Yes, Turmeric has been around for a thousand years and until about 100 years ago. It was primarily used in India, South Asia and Asia, _for the previous 900 years_. There is a high probability that in these cultures their bodies developed better responses and efficacy to Turmeric, such that it works a lot better than in other genetic cultural groups. 

Years ago, when I was looking for a cycling performance legal enhancer, I studied _Eurycoma longifolia jack. _In Asia all the studies indicated it works as a performance enhancer. When European ethnic groups started using this supplement, all the studies/results indicated that it did not do anything at all. (Researches have found that many of the supplements on the market do not work the same for different cultural groups, but the companies selling their products will never tell you that their product is a lot less effective for a person of perhaps, European heritage. If it doesn't hurt you, they will still sell it to you based on their other cultural studies where it does help other cultural groups.)

The best supplement companies these days perform studies that subdivide the efficacy of their products based on race and cultural heritage. (_But one has to pay money to subscribe to nutraceutical/genetic efficacy studies that let you see the actual results_.)


----------



## Dkayak (12 mo ago)

kosmo said:


> Heavy whipping cream.
> 
> Life is short. The little things matter! 🙃


Really dark roast coffee with heavy cream, 3 cups each morning!


----------



## ElTortoise (Jul 27, 2015)

Dkayak said:


> Really dark roast coffee with heavy cream, 3 cups each morning!


My kind of coffee.


----------



## BansheeRune (Nov 27, 2011)

Dkayak said:


> Really dark roast coffee with heavy cream, 3 cups each morning!

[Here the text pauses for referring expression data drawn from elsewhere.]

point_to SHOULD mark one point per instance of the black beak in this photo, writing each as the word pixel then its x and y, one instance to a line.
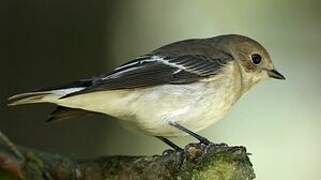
pixel 275 74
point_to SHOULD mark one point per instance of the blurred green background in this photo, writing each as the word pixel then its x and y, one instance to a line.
pixel 50 42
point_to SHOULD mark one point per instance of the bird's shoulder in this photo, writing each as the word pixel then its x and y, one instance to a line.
pixel 178 63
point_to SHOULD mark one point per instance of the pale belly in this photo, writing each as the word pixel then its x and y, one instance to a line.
pixel 195 106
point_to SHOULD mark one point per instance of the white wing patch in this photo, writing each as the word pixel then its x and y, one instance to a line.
pixel 63 92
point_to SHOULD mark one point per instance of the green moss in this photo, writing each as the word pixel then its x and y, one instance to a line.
pixel 6 176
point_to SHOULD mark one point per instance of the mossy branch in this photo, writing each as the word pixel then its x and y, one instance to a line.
pixel 216 162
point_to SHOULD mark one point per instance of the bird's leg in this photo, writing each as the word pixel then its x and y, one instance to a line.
pixel 202 139
pixel 170 143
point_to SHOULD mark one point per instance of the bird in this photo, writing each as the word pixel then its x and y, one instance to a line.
pixel 175 90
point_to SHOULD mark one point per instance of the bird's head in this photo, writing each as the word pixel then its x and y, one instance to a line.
pixel 252 58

I will need a fresh IV setup to consume that.


----------



## Jayem (Jul 16, 2005)

Vespasianus said:


> And go to medical school?
> 
> Tumeric has been used to prevent pain and inflammation for close to a 1000 years.


So has alcohol.


----------



## fredcook (Apr 2, 2009)

I have no opinion on Turmeric, or any other supplement/remedy mentioned, but threads like this always remind me of an old Beverly Hillbilly's episode. The one where Granny says she has a cure for the common cold, and has been using it for years. Mr. Drysdale (the banker) intends to make millions off her cure, and the show ends with Drysdale conducting a news conference to announce the cure to the world. Uncle Jed announces, "Yup, she has the cure. Take two swigs of her moonshine, and in _six weeks_ the cold is gone."


----------



## Vespasianus (Apr 9, 2008)

Jayem said:


> So has alcohol.


And your point?


----------



## WHALENARD (Feb 21, 2010)

Vespasianus said:


> And your point?


I think he meant for best results consume both.


----------



## Jayem (Jul 16, 2005)

Vespasianus said:


> And your point?


Just because something has been used for thousands of years doesn't mean it's a good idea.


----------



## Nat (Dec 30, 2003)

Jayem said:


> Just because something has been used for thousands of years doesn't mean it's a good idea.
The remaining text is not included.